Re: Add spin_delay() implementation for Arm in s_lock.h

2022-04-08 Thread Blake, Geoff
Thanks for all the help Tom!

On 4/6/22, 6:07 PM, "Tom Lane"  wrote:

CAUTION: This email originated from outside of the organization. Do not 
click links or open attachments unless you can confirm the sender and know the 
content is safe.



    "Blake, Geoff"  writes:
> Hi Tom, Andres,
> Any additional feedback for this patch?

I did some more research and testing:

* Using a Mac with the M1 Pro chip (marginally beefier than the M1
I was testing on before), I think I can see some benefit in the
test case I proposed upthread.  It's marginal though.

* On a Raspberry Pi 3B+, there's no outside-the-noise difference.

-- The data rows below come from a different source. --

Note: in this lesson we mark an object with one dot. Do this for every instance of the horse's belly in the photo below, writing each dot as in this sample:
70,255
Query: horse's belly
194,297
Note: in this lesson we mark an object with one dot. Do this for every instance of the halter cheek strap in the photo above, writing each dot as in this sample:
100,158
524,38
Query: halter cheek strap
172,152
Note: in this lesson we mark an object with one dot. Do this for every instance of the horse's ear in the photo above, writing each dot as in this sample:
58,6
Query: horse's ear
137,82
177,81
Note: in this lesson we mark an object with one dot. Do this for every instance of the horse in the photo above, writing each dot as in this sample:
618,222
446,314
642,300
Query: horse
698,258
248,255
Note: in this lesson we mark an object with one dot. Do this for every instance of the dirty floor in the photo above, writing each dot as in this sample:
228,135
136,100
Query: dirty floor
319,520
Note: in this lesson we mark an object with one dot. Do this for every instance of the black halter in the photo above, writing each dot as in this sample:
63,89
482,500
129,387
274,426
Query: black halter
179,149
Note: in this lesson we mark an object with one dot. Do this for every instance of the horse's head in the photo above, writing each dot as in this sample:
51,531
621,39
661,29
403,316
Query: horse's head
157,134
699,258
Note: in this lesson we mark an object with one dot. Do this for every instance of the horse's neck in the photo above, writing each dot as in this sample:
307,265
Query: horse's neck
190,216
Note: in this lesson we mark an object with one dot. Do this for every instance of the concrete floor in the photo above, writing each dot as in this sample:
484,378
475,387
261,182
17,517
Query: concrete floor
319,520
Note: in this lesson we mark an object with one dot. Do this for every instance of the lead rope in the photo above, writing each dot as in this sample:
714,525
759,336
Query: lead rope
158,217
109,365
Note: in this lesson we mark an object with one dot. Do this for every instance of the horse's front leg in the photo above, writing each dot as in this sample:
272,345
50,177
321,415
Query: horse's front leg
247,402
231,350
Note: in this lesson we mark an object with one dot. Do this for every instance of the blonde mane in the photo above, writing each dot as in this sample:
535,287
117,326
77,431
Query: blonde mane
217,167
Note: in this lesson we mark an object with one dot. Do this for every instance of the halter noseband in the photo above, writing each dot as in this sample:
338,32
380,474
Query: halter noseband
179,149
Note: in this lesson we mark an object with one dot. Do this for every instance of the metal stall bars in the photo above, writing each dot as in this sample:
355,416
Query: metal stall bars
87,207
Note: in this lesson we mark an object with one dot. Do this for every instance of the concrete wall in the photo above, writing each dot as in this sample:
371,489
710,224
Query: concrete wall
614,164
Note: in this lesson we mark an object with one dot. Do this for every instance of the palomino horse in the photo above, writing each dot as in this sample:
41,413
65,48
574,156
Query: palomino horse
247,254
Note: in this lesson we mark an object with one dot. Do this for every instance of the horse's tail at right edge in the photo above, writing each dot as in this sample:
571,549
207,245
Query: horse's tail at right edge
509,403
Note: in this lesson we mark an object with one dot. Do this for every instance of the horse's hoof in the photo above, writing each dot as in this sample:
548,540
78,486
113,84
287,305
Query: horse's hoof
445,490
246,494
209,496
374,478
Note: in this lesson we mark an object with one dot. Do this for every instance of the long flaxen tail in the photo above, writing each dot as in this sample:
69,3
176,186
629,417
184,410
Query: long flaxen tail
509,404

* ISB doesn't exist in pre-V7 ARM, so it seems prudent to restrict
the patch to ARM64.  I doubt any flavor of ARM32 would be able to
benefit anyway.  (Googling finds that MariaDB made this same
choice not long ago [1].)

So what we've got is that there seems to be benefit at high
core counts, and it at least doesn't hurt at lower ones.
That's good enough for me, so pushed.

regards, tom lane

[1] https://jira.mariadb.org/browse/MDEV-25807



Re: Add spin_delay() implementation for Arm in s_lock.h

2022-01-25 Thread Blake, Geoff
Hi Tom, Andres,

Any additional feedback for this patch?

Thanks,
Geoff Blake



Re: Add spin_delay() implementation for Arm in s_lock.h

2022-01-13 Thread Blake, Geoff
As promised, here is the remaining data:

1 worker, w/o patch: 5236 ms +/- 252ms
1 worker, w/   patch: 5529 ms +/- 168ms

2 worker, w/o patch: 4917 ms +/- 180ms
2 worker, w/   patch: 4745 ms +/- 169ms

4 worker, w/o patch: 6564 ms +/- 336ms
4 worker, w/   patch: 6105 ms +/- 177ms

8 worker, w/o patch: 9575 ms +/- 2375ms
8 worker, w/   patch: 8115 ms +/- 391ms

16 worker, w/o patch: 19367 ms +/- 3543ms
16 worker, w/   patch: 18004 ms +/- 3701ms

32 worker, w/o patch: 101509 ms +/- 22651ms
32 worker, w/   patch: 104234 ms +/- 26821ms

48 worker, w/o patch: 243329 ms +/- 70037ms
48 worker, w/   patch: 189965 ms +/- 79459ms

64 worker, w/o patch: 552443 ms +/- 22841ms
64 worker, w/   patch: 502727 ms +/- 45253ms

From this data, on average the patch is beneficial at high worker (CPU) counts 
tested: 48, 63.  At 32 and below the performance is relatively close to each 
other.  

Thanks,
Geoff



Re: Add spin_delay() implementation for Arm in s_lock.h

2022-01-13 Thread Blake, Geoff
Tom, Andres,

I spun up a 64-core Graviton2 instance (where I reported seeing improvement 
with this patch) and ran the provided regression test with and without my 
proposed on top of mainline PG.  I ran 4 runs each of 63 workers where we 
should see the most contention and most impact from the patch.  I am reporting 
the average and standard deviation, the average with the patch is 10% lower 
latency, but there is overlap in the standard deviation.  I'll gather 
additional data at lower worker counts and post later to see what the trend is.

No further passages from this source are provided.